I wondered if one reason for the seeming chaos when you first arrive is that mostly there's no clear delineation between road, and pedestrian and shop life. I hadn't realised before quite how useful pavements, but here the edge of the road and the beginning of the shop/house is unclear.
Walking from A to B involves pushing around stalls on the street, avoiding motorbikes weaving in and out - or parked randomly, and stepping around piles of rubbish. There are women on tiny stools with charcoal burners and a wok selling fried things, or with a sack or basket on the ground selling fruit or meat.
For some reason, that first day in Yangon all the street food appeared to be offal or crickets, and while I can eat the latter, I draw the line at the former. As you walked along in your flipflops/jandals, keeping a close eye on where you were treading, the inevitable breaks in the roadside drains released foul smells, the litter was depressing, the mud unavoidable. The houses were crowded and blackened. It was hot and oppressively humid.
Kids who looked eight and were possibly 12, but anyway should have been in school, were working in tea shops, and skinny, undersized guys peddled heavy sacks around on dilapidated cycle rickshaws. There were lame, mangy, flea-ridden dogs scratching themselves everywhere. We headed down country as soon as we could.

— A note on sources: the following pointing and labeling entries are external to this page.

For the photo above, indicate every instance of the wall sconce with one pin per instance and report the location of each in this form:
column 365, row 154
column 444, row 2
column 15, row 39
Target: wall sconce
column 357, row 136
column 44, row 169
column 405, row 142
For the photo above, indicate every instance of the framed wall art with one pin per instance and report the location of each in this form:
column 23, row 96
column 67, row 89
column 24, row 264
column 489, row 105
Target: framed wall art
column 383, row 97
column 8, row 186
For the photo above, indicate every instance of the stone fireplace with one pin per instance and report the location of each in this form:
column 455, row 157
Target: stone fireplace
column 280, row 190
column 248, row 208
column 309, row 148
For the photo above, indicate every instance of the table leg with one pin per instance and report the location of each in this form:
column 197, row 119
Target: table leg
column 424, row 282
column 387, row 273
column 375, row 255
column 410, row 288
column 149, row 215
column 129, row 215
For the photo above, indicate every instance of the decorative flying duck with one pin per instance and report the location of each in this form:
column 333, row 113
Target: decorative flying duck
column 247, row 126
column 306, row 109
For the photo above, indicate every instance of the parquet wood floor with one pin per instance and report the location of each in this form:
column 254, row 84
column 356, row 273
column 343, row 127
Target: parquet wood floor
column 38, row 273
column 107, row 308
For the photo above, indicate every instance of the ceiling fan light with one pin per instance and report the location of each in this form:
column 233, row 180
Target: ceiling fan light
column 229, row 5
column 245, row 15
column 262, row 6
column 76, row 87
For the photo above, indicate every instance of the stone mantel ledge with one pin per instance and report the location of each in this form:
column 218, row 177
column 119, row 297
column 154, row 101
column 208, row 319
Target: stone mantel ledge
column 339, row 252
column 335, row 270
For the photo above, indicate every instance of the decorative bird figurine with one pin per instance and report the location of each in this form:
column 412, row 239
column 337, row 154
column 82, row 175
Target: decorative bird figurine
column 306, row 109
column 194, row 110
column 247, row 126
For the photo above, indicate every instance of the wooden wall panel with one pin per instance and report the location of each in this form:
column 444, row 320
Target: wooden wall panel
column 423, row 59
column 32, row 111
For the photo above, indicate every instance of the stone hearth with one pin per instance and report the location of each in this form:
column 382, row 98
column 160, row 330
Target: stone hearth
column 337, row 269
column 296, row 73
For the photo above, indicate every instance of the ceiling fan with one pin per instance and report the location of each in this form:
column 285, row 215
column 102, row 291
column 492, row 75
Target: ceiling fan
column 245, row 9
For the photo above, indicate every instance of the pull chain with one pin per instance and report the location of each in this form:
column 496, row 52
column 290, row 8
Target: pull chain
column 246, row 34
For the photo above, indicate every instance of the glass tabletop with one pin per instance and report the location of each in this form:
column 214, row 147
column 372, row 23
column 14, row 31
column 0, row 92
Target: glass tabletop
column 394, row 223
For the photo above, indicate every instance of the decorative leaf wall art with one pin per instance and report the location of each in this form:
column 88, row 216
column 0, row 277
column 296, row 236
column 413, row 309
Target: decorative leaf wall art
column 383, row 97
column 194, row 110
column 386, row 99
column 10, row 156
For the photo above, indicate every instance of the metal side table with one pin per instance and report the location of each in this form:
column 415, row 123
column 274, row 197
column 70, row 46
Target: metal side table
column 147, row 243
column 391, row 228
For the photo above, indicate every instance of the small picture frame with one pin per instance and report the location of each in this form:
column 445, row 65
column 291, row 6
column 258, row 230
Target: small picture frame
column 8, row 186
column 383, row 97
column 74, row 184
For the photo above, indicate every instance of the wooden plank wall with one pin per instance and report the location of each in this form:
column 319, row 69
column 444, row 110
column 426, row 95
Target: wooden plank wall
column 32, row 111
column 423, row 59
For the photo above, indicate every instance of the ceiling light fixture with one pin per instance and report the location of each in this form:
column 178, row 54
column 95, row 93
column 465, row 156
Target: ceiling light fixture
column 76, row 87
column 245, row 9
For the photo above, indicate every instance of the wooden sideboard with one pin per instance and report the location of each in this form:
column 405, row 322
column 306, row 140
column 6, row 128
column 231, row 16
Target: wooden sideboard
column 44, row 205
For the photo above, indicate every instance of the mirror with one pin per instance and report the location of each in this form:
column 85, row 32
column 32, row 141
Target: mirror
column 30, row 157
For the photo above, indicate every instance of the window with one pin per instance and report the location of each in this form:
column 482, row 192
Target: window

Of course, by the time we came back a couple of weeks later, everything seemed subtly different. The chaos was still there, but normal, the fear of the street food was gone (and funnily enough it wasn't all offal and crickets), there was even a certain sophistication in some of Yangon's faded edifices. The weather was just slightly cooler and clear. Still, poverty is more noticeable in a big city - the tiny, dark rooms where whole families sleep on the floor, the open drains, the working kids, the blackened crumbling buildings, the dirt and rubbish.
But, sadly (or perhaps inevitably), after a while the poverty becomes unexceptionable. Instead of being overwhelming, my overriding thought on returning to Yangon was amazement at the resilience and remarkable cheerfulness and friendliness of people living in a way that seems unbearable to a spoilt westerner.